While Danny is telling me about the lineage of the families who owned the property, I notice a name listed on one of his folders. Rene LaForce, my fifth great-grandfather, had a daughter named Judith. It appears Judith married a man named Robert Burton. The Burtons had a daughter, Mary. Mary married Thomas Fearn who lived at the home.

Judith came to live with Mary here. About 1820, Judith died at about age 90. Any distant cousins out there? Call me at the newspaper, extension 3088.

I'm not making a claim on the property, it's just interesting to see where your ancestors were living about 200 years ago.

During the celebration of Danville's 200th birthday, we should not forget the homes where no one lives. These structures are a symbol of this community's heritage that have almost been erased by time.

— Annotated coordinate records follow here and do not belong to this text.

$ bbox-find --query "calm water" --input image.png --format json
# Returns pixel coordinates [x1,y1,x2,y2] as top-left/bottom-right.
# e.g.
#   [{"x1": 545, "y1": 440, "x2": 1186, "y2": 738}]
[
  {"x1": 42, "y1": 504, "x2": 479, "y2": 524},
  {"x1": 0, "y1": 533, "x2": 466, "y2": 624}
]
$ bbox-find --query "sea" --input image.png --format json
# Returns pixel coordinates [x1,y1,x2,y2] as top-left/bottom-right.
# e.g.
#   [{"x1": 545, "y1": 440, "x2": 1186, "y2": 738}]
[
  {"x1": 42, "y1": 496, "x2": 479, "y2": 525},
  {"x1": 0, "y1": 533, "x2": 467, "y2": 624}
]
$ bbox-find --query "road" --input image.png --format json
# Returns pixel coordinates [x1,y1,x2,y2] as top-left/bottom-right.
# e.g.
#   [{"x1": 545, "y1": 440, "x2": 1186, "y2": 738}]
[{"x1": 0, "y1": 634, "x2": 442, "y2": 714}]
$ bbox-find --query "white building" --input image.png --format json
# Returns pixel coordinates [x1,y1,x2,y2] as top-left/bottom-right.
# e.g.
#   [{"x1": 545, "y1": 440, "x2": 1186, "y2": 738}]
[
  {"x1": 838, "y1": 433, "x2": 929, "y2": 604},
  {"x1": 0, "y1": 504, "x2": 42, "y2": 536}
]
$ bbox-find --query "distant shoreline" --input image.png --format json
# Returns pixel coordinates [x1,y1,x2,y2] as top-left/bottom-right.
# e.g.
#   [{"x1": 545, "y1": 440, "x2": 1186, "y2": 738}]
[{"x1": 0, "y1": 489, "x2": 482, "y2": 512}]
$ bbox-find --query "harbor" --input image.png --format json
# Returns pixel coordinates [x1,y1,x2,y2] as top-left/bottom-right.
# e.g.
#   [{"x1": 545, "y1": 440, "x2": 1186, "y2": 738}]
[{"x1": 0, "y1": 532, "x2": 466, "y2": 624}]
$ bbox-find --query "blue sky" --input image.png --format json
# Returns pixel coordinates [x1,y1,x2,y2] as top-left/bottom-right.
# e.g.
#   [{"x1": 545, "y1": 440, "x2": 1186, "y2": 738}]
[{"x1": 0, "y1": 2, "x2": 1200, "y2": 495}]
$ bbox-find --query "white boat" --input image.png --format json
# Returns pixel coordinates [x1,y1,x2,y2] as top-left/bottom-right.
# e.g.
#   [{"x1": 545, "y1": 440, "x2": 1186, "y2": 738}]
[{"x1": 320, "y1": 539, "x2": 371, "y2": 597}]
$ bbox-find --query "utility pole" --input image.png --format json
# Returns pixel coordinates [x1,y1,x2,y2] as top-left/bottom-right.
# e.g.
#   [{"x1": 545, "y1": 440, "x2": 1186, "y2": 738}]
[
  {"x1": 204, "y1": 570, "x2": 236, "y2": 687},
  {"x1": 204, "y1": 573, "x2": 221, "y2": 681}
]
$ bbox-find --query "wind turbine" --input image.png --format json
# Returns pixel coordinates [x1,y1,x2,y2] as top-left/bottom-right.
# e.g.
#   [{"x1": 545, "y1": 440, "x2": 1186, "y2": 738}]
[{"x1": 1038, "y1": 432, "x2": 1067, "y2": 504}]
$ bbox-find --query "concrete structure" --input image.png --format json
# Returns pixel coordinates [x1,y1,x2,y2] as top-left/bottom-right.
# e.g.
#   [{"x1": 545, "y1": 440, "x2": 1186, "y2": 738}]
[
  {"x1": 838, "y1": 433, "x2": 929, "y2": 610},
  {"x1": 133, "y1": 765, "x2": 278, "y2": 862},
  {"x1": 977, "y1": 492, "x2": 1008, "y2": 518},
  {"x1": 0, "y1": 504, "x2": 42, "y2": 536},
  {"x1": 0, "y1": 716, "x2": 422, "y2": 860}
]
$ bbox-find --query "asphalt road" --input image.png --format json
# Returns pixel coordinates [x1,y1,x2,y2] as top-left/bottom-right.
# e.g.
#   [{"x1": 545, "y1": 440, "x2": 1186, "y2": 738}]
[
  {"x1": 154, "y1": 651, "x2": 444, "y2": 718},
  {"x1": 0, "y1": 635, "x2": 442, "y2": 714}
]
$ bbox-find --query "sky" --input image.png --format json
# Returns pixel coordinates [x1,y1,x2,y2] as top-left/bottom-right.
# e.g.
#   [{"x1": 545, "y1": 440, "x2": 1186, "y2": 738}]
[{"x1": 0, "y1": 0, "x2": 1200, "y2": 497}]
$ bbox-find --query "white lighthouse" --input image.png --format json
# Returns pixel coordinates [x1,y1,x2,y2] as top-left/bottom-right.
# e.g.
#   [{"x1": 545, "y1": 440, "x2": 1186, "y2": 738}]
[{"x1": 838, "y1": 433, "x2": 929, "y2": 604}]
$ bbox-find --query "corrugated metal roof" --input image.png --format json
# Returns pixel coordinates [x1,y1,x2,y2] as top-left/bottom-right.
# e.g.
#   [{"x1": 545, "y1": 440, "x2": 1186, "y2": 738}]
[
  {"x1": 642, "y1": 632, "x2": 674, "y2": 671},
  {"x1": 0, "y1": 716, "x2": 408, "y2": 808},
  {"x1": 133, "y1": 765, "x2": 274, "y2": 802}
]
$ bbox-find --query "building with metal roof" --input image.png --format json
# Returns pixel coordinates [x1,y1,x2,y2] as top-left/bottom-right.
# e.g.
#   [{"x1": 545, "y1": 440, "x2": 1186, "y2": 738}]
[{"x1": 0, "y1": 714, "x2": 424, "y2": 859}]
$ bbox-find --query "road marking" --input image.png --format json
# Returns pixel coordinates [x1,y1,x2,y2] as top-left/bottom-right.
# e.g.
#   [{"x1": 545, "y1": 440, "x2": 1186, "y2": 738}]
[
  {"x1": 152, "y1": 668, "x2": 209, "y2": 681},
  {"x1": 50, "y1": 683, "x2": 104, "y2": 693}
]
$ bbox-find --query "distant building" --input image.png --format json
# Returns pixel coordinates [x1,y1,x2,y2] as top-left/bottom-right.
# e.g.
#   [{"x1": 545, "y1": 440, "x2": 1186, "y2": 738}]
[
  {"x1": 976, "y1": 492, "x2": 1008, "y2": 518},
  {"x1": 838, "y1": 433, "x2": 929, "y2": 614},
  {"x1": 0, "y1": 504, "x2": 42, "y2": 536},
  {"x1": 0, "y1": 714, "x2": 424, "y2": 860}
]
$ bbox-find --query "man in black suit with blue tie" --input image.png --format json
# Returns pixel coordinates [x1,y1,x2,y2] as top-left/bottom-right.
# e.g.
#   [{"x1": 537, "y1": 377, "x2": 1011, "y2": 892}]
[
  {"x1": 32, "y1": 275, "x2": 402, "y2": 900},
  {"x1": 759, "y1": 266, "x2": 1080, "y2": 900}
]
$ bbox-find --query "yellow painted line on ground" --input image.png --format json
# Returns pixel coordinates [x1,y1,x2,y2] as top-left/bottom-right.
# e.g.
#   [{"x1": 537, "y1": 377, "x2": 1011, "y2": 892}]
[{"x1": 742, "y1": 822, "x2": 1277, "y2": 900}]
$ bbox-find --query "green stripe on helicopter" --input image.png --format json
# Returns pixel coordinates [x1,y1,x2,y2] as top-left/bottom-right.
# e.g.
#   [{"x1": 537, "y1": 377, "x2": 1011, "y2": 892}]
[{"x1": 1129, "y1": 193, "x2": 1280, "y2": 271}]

1Those two old bachelors were Edmund Richardson Walters (1873-1958) and Azariah Graves Walters (1871-1961). Technically Azariah was not a bachelor having once been married. Both lived well into their eighties. Grandsons of Captain Azariah Graves Walters (1810-1899), they owned the property where the house was located. Their father is Archibald Edmund Walters (1842-1919). My father remembers them living there. He also remembers the Catholic School. They lived most of their lives in Rockingham County, North Carolina. Azariah came to Caswell County later in life to operate the Walters Mill. Azariah Graves Walters died in 1961 at the age of 89, Edmund Richardson Walters died a few years earlier. Both are buried in Rockingham County, North Carolina (Greenview Cemetery). I don't know who inherited the property. They outlived their other siblings. Neither had children, nor did they have any nieces or nephews. Azariah's property in Rockingham County known as Irvin Heights was inherited by his numerous cousins. He apparently died without a will. The same probably applied to his property in Caswell County, North Carolina, and Pittsylvania County, Virginia. Source: Charles Sidney Walters III Email 3 February 2012.